How the AP exams that most students took in the past will never be the same
A continuation of the previous post, presented is part 2. This posts presents the other possible reasons to why AP courses have changed over the years and are explained in further detail below:
There are now over 30 different AP subjects. Although some (US History, Biology, Calculus) are more popular than others, the AP program can test the college readiness of a wide variety of students. As the number of choices has increased, students began to take more subjects. Although this is not a completely negative trend, some experts still recommend sticking with just a few strong subjects, rather than a full load of advanced work.
Credit and Advanced Standing
One key benefit of AP exams is that a passing grade can equate to college credit. Others offer the chance to jump right into upper division coursework. However, some elite universities are no longer awarding credit for these tests.
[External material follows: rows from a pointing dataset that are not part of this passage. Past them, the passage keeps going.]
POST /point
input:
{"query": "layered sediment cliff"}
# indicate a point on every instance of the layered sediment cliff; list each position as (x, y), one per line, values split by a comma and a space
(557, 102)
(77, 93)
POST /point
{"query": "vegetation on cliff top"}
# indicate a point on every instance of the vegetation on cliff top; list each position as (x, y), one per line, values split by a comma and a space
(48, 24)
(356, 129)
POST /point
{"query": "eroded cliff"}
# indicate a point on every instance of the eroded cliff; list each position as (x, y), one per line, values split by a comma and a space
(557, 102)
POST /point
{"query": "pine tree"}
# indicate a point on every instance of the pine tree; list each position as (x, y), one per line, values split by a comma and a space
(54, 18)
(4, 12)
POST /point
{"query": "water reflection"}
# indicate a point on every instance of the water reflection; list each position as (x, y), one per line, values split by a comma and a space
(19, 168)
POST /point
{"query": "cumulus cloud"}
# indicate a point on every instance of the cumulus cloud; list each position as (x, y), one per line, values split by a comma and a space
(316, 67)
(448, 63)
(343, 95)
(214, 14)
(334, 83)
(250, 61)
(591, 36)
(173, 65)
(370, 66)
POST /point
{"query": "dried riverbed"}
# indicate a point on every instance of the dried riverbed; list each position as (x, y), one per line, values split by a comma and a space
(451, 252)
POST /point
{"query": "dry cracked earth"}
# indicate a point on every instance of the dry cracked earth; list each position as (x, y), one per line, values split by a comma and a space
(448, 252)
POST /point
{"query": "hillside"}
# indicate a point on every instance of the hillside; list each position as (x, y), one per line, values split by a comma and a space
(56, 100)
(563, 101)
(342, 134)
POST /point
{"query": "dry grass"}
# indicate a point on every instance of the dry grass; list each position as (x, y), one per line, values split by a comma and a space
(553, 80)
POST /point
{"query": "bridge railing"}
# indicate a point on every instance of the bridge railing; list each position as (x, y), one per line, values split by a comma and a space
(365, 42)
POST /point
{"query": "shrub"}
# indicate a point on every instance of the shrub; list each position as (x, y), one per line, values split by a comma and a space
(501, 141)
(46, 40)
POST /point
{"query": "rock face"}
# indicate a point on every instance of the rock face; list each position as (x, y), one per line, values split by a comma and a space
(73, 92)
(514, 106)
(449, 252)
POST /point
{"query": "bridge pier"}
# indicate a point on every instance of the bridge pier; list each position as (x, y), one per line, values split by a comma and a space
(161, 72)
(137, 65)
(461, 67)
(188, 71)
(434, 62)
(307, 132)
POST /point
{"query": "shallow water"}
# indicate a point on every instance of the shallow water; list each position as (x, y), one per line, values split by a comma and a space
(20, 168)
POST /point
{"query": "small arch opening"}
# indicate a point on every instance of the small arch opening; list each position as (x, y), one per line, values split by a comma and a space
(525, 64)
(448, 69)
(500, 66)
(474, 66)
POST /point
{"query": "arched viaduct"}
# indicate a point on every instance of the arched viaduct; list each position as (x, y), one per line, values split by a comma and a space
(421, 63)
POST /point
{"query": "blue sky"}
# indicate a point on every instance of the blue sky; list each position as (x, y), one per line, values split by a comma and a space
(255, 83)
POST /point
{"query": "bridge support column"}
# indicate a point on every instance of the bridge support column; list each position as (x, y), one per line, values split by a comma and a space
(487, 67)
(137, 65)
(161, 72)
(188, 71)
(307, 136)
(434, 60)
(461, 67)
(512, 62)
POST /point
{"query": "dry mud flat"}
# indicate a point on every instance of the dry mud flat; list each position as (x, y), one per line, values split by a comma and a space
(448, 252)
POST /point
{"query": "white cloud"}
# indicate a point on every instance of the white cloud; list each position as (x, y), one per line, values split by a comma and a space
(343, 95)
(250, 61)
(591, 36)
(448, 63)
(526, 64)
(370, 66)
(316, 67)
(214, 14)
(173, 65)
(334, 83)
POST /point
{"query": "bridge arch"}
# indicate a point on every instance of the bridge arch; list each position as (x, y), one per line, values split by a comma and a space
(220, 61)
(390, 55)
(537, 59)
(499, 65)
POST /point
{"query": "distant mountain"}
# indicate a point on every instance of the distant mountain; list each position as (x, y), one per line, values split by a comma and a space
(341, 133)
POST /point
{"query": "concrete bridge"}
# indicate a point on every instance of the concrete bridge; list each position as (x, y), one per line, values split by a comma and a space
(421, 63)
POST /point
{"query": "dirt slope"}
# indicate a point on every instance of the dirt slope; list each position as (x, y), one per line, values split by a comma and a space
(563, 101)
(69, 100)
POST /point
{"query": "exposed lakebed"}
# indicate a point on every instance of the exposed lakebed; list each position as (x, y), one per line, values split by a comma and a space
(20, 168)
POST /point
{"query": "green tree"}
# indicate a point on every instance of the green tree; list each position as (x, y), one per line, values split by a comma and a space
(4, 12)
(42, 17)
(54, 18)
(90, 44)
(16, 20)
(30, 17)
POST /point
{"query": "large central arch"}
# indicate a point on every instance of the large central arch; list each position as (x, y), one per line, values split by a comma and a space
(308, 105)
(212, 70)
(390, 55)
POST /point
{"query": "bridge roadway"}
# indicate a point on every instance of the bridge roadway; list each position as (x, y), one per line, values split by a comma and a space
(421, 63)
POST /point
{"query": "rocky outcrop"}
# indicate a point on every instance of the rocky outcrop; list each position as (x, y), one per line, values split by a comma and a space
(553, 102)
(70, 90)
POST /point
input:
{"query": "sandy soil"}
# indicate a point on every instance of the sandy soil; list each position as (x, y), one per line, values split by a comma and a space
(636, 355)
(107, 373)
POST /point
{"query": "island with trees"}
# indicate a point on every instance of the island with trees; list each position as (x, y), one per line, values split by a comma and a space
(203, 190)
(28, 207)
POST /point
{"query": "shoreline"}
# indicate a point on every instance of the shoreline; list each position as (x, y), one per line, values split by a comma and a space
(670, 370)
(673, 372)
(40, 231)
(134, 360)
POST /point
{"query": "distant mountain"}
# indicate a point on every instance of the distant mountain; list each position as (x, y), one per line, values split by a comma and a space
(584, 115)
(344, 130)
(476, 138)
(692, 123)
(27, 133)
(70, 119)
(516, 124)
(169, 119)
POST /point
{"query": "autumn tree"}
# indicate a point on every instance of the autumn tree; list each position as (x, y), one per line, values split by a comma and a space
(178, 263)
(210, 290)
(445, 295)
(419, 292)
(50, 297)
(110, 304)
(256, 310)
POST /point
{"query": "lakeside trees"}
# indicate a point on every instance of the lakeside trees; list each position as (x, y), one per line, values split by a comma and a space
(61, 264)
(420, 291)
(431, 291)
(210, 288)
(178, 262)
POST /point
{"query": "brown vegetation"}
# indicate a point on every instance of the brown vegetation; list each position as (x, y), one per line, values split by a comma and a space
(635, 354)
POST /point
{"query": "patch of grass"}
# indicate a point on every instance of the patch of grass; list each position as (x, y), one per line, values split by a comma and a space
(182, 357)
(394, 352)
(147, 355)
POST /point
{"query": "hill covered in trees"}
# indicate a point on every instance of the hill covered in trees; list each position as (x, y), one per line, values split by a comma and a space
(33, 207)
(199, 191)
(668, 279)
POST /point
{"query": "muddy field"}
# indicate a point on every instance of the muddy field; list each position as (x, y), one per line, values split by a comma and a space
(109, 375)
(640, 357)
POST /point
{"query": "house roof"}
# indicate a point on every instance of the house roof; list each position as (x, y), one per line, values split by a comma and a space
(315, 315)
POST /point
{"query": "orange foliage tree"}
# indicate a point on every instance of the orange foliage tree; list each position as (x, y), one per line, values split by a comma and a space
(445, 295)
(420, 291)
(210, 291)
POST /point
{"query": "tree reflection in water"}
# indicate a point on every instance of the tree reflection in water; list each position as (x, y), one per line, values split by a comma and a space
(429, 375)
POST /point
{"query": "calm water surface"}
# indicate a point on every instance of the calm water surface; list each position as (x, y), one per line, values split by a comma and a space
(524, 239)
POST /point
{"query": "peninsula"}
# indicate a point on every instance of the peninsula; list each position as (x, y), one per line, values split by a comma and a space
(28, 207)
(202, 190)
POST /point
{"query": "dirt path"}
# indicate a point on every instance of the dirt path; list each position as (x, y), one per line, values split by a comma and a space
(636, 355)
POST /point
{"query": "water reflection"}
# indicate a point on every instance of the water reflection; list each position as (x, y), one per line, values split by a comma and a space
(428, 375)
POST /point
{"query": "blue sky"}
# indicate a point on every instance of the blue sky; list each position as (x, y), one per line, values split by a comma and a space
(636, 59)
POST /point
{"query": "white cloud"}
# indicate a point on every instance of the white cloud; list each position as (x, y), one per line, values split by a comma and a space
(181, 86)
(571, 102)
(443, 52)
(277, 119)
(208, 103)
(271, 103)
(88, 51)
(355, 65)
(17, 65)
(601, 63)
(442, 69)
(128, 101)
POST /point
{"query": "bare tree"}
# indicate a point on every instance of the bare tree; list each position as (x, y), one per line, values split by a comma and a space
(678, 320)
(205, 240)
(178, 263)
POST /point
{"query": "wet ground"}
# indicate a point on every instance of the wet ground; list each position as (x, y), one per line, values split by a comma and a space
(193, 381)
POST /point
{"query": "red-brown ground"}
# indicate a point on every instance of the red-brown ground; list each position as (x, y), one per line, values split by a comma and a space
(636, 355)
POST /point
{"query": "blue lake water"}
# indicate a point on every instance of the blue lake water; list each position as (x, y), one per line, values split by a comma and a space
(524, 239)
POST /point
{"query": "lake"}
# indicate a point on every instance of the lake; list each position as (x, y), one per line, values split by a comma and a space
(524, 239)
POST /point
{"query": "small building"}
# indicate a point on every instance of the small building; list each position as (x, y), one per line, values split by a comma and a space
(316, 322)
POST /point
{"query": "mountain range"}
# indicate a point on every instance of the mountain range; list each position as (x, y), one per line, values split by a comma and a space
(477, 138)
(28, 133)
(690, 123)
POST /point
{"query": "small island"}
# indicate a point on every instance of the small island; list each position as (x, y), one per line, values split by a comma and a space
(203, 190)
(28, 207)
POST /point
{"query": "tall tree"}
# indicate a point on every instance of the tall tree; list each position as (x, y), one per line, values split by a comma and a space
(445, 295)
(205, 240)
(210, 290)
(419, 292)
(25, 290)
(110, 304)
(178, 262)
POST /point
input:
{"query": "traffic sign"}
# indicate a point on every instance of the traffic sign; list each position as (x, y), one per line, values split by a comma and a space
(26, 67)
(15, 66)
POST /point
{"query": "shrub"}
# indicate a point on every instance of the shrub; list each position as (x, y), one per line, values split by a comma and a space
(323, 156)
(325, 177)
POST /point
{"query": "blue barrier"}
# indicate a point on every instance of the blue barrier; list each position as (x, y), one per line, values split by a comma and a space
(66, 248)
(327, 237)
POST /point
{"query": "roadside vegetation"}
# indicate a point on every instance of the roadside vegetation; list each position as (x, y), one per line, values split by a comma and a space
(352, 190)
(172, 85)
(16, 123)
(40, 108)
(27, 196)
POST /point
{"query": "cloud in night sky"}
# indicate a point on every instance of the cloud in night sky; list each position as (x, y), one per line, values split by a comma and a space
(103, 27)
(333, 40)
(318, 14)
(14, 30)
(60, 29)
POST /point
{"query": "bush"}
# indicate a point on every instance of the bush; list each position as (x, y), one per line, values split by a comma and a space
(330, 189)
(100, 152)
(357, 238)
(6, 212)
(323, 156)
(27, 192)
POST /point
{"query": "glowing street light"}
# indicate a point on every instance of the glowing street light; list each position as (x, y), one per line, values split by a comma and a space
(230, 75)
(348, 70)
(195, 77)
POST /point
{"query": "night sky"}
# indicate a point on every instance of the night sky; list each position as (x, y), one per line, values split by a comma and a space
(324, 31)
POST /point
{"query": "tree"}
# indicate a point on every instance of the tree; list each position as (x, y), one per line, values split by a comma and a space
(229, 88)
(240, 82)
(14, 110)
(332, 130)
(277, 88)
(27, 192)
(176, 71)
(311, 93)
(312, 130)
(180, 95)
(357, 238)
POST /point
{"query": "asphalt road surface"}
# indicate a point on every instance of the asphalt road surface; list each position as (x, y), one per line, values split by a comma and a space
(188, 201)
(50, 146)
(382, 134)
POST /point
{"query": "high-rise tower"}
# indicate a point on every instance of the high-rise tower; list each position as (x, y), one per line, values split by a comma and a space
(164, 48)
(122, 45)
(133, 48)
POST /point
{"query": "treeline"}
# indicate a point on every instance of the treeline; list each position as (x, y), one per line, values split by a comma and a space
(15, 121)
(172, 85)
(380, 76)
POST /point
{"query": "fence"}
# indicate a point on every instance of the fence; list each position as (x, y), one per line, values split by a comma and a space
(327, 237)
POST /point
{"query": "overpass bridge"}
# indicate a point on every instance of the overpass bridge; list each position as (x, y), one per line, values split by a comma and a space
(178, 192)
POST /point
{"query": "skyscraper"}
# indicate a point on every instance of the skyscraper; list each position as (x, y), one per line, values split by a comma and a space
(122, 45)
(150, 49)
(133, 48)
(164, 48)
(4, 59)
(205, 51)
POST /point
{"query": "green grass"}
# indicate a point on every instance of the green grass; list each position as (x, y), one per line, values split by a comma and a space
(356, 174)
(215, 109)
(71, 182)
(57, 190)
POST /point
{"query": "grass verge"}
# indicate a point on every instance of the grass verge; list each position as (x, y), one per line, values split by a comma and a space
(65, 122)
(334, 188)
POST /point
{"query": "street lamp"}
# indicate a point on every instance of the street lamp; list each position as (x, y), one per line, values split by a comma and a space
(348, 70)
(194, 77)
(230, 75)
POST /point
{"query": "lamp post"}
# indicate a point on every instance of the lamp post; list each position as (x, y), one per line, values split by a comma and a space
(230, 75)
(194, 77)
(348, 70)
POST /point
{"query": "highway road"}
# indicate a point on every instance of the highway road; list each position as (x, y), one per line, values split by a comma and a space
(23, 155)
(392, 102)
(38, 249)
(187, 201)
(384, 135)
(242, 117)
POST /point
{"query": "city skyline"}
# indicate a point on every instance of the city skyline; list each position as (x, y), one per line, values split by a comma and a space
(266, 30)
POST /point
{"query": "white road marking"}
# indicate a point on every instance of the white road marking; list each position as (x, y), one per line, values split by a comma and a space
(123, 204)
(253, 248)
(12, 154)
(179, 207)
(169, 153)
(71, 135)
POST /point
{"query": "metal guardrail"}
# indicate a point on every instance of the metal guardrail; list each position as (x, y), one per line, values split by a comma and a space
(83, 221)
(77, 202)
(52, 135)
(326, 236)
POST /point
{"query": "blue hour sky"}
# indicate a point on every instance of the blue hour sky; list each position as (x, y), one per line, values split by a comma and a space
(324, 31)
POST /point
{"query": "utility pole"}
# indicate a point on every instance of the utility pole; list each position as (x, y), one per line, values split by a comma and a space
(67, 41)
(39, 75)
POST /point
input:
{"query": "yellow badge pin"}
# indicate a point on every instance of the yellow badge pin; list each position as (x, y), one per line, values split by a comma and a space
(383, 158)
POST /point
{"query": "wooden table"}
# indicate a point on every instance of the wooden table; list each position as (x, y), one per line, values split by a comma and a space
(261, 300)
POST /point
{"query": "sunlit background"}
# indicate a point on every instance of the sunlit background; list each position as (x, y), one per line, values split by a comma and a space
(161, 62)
Some, like Dartmouth, instead take the term “Advanced Placement” literally and use it to determine the student’s abilities and readiness for more difficult work.
Curriculum and Requirements
Although the AP exams began as rough outlines of major themes, the amount of material covered by these classes bloated rapidly. By 2011, the College Board decided to address this by rolling out revised outlines for AP courses. The emphasis is now on broader themes and larger topics. AP exams are no longer about minutiae. Instead, the College Board hopes that AP exams will allow students to realize what is possible when they apply their knowledge from their coursework. Hands-on projects and laboratory work will figure more prominently into courses in the future.
Without a doubt, the AP program will continue to evolve over time. By keeping its history in mind, you should be even more prepared for your own AP journey!